The study of a foreign language (FL) enables students to see more clearly the nature and structure of their native language while also gaining an understanding of a different culture. All students must complete level 3 of a foreign language, and continuous enrollment beginning in the first semester is required until the foreign language requirement is completed.
Placement in a foreign language is determined by the student's score on the SAT Subject Test, the AP Test, or the appropriate placement test administered by a UNC-Chapel Hill department.
Through the study of quantitative reasoning and methods (QR), students acquire and reinforce the ability to use analytic and quantitative ideas in both theoretical and applied contexts. All students must complete one core mathematical sciences course that helps them to develop skills and understand concepts in mathematics, data analysis, computing, probability or modeling. Suitable courses include basic courses in calculus, statistics, and finite mathematics.
Some majors require specific courses that have MATH 110 (Algebra) credit or placement as a prerequisite, but the quantitative reasoning requirement also can be met with courses that do not have a MATH 110 prerequisite. Placement in or exemption from some courses is based on scores on the AP Calculus (AB or BC) Test and SAT Subject Test in Mathematics, Level 1 or Level 2.
All students must complete one lifetime fitness (LF) course.

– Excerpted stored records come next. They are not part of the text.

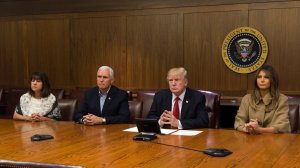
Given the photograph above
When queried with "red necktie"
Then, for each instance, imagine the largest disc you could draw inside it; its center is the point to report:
(176, 108)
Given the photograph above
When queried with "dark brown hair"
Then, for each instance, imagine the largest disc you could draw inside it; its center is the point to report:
(274, 83)
(45, 83)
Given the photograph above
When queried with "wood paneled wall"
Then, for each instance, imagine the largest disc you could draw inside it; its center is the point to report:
(141, 45)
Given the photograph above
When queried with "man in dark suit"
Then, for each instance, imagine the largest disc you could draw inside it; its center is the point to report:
(104, 104)
(179, 106)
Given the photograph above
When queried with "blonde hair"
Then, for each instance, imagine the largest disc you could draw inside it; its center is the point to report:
(177, 71)
(111, 71)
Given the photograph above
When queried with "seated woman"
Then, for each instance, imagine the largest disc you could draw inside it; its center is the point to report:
(38, 104)
(265, 110)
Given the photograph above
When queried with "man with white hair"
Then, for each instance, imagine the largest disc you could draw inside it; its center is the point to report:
(179, 106)
(104, 104)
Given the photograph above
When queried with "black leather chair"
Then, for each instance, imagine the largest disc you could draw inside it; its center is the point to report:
(1, 95)
(135, 109)
(67, 108)
(58, 93)
(213, 107)
(295, 99)
(11, 100)
(146, 96)
(294, 117)
(19, 164)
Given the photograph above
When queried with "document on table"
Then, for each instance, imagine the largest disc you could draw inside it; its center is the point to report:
(163, 131)
(186, 132)
(170, 131)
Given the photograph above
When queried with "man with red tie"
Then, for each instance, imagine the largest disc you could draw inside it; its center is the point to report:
(179, 106)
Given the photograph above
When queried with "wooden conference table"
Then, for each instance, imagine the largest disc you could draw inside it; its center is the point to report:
(109, 146)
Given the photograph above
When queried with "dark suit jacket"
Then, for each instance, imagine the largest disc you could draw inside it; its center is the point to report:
(193, 111)
(115, 108)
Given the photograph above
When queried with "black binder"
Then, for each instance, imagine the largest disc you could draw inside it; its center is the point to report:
(148, 129)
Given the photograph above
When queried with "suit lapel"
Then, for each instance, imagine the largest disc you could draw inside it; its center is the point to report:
(97, 99)
(168, 104)
(185, 102)
(108, 99)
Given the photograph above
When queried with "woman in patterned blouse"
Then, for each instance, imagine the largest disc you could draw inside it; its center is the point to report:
(38, 104)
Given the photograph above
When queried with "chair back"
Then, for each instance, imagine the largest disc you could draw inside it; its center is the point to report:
(294, 117)
(19, 164)
(67, 108)
(147, 98)
(1, 95)
(135, 109)
(58, 93)
(130, 97)
(78, 94)
(12, 99)
(213, 107)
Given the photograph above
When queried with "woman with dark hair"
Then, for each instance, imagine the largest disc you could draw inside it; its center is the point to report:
(38, 104)
(265, 110)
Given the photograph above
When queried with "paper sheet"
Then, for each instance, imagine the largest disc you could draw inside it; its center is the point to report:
(163, 131)
(186, 132)
(170, 131)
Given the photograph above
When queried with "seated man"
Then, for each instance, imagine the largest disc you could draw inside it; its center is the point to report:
(179, 106)
(105, 104)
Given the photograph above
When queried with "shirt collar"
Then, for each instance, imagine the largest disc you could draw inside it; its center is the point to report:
(105, 92)
(180, 96)
(266, 99)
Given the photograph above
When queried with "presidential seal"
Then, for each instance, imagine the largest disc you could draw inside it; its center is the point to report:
(244, 50)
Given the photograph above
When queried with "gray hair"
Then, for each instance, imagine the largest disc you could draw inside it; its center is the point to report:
(111, 71)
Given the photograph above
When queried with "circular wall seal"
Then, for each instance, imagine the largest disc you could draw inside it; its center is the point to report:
(244, 50)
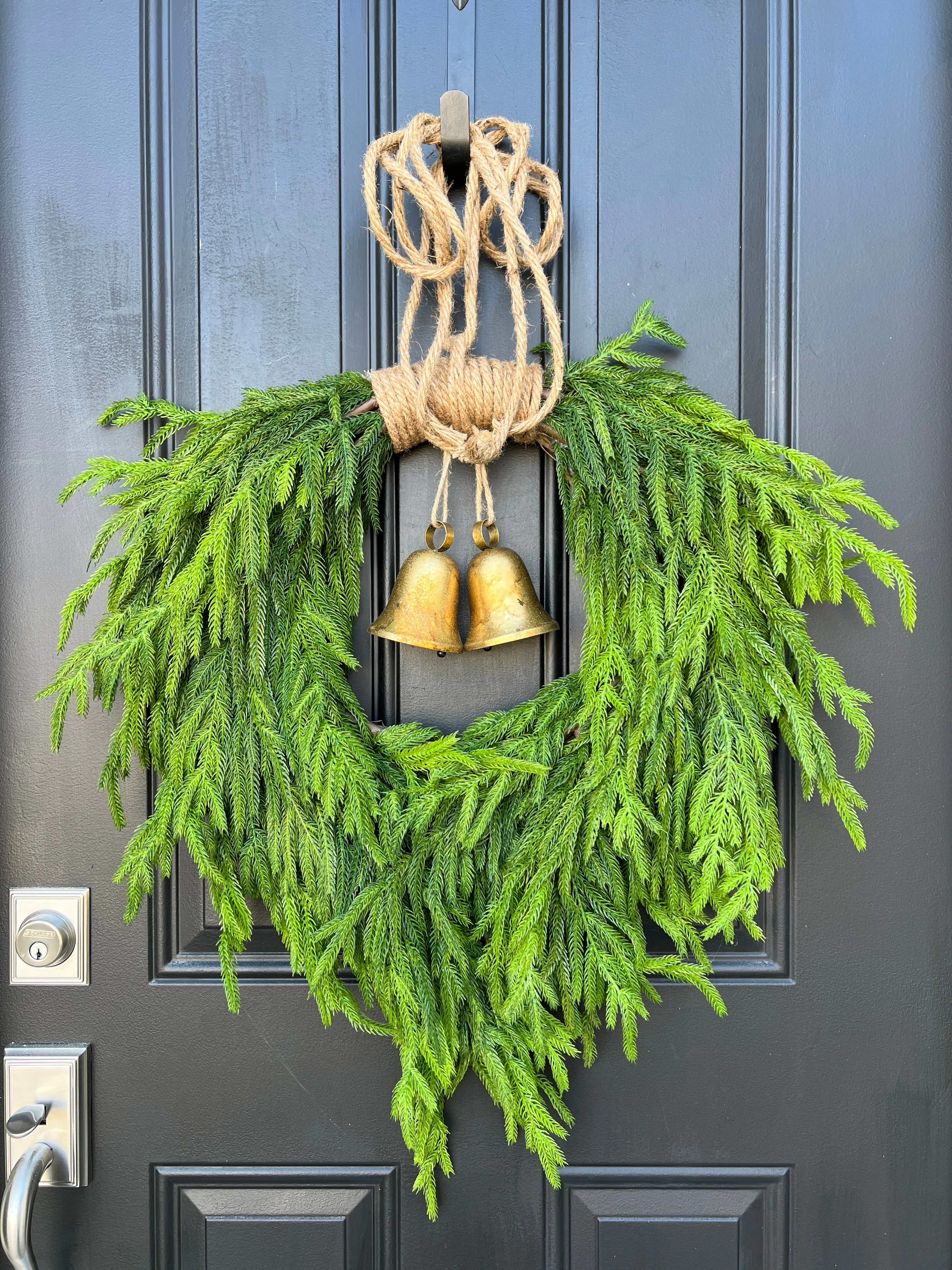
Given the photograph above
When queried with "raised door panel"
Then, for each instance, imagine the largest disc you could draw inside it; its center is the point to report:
(244, 1218)
(669, 1220)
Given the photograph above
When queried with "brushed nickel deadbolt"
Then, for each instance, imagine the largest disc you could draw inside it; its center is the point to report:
(49, 935)
(46, 938)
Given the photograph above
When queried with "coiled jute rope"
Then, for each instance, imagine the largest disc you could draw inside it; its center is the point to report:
(468, 407)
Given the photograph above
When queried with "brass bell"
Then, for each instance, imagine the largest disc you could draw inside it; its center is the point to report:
(503, 603)
(422, 606)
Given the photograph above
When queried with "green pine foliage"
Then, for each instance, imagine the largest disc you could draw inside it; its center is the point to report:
(489, 891)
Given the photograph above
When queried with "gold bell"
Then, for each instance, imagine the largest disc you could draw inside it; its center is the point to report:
(503, 603)
(422, 606)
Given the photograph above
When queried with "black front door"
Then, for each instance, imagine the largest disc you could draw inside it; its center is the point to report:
(182, 214)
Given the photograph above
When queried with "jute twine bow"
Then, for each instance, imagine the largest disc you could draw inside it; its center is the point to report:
(468, 407)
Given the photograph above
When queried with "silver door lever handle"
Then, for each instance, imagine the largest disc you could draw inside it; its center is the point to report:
(17, 1204)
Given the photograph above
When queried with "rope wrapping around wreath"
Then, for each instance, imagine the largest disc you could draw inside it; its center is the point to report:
(468, 407)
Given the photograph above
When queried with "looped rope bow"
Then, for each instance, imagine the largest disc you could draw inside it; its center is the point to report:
(468, 407)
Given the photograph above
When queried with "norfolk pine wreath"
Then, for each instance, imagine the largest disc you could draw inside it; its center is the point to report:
(488, 890)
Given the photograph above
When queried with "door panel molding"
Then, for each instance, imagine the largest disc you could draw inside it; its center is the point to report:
(719, 1217)
(224, 1217)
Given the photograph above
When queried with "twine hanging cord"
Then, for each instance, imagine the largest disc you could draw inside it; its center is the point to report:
(468, 407)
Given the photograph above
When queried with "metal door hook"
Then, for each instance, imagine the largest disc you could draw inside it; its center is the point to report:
(17, 1206)
(455, 135)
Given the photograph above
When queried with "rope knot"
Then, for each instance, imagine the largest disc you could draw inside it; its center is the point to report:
(468, 407)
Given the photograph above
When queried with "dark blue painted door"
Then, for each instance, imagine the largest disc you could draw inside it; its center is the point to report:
(182, 213)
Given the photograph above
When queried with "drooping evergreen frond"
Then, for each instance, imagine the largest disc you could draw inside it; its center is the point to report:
(489, 891)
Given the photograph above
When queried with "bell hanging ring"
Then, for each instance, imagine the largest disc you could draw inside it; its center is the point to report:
(503, 603)
(422, 606)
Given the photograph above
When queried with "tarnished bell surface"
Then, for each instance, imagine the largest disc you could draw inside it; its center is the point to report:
(422, 606)
(503, 603)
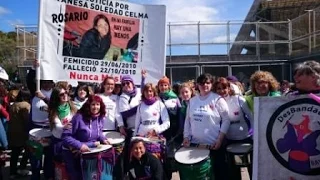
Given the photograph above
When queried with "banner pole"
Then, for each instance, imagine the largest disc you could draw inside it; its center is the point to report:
(37, 68)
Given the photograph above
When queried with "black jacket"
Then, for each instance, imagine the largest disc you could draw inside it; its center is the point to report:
(149, 167)
(93, 46)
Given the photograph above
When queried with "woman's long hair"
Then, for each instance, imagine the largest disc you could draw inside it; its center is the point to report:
(54, 103)
(85, 110)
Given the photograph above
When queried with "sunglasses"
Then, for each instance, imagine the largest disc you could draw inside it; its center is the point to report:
(203, 83)
(127, 83)
(63, 94)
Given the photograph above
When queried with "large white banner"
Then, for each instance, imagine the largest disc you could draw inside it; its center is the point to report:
(88, 40)
(287, 139)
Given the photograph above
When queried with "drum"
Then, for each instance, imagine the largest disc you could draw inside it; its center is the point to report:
(240, 154)
(98, 163)
(155, 145)
(60, 172)
(41, 136)
(193, 163)
(38, 139)
(116, 140)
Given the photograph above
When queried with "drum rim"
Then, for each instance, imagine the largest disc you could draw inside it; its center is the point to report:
(115, 132)
(240, 153)
(90, 153)
(205, 159)
(39, 129)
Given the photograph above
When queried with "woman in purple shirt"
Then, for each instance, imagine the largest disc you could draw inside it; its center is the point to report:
(85, 133)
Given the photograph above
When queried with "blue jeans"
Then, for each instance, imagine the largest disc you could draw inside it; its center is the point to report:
(36, 164)
(3, 134)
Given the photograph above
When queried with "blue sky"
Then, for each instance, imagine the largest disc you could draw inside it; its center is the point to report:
(25, 12)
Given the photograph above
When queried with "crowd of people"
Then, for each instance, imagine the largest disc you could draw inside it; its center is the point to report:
(215, 111)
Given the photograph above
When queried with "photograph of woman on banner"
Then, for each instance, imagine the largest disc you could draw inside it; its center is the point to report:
(96, 41)
(130, 54)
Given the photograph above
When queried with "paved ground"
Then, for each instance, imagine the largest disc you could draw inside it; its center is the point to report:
(5, 170)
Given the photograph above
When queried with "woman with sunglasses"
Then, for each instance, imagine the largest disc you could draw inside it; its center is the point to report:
(263, 83)
(61, 110)
(207, 122)
(85, 133)
(128, 104)
(81, 95)
(307, 78)
(113, 118)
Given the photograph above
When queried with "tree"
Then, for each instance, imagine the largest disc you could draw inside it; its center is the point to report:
(7, 51)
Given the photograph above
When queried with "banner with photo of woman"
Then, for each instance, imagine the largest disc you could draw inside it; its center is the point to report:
(88, 40)
(286, 138)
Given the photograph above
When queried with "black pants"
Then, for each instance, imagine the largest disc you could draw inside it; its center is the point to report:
(219, 163)
(235, 172)
(15, 153)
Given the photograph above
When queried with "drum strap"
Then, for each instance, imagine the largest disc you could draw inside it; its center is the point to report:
(124, 119)
(160, 120)
(244, 115)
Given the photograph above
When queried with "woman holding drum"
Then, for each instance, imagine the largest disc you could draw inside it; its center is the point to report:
(207, 122)
(241, 121)
(172, 104)
(113, 118)
(40, 125)
(142, 164)
(81, 95)
(186, 92)
(61, 110)
(85, 134)
(241, 118)
(152, 117)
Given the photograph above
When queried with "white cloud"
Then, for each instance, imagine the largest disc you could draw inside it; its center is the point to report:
(15, 22)
(4, 11)
(191, 11)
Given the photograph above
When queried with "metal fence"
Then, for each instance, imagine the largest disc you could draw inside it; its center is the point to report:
(262, 43)
(306, 33)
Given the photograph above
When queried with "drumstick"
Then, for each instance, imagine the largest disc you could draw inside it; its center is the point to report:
(201, 146)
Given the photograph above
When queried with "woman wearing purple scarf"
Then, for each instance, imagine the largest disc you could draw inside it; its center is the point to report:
(152, 116)
(86, 133)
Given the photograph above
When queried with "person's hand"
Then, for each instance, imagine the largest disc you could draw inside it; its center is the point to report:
(186, 142)
(40, 95)
(143, 73)
(84, 148)
(44, 108)
(106, 142)
(216, 145)
(151, 133)
(96, 144)
(67, 126)
(122, 131)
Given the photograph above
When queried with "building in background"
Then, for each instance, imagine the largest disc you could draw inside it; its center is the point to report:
(274, 36)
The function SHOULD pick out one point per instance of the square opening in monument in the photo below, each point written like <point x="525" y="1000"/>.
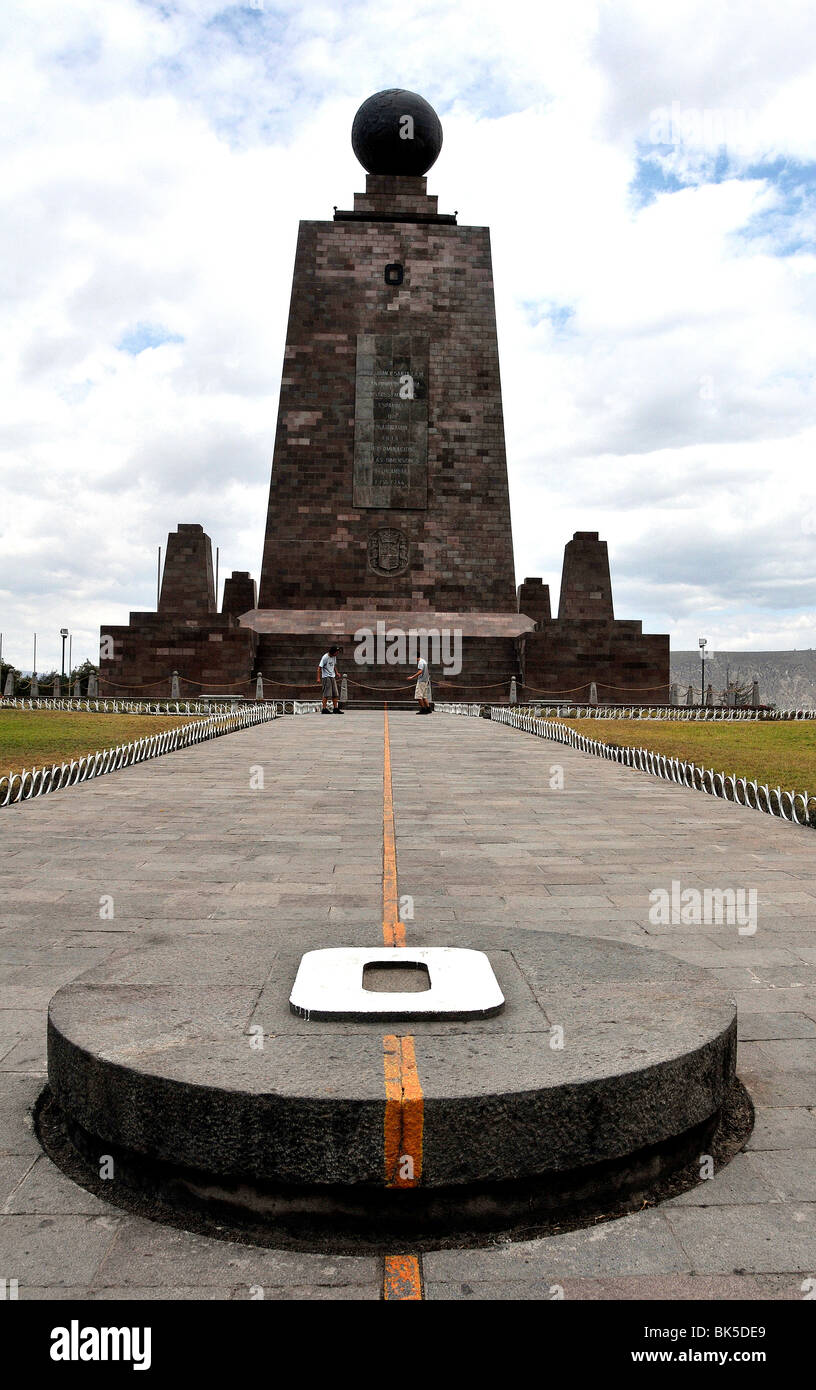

This course combines the practice of a sport or physical activity with instruction in life-long health. The course carries one hour of graded academic credit that counts toward graduation and in determining a student's full-time status in the semester in which the course is taken. Only one lifetime fitness course can be taken during a student's career at the University, but it may be taken on a Pass/D+/D/Fail basis. [With the exception of PHYA 998 and 999, physical activity (PHYA) courses do not meet the Lifetime Fitness requirement.]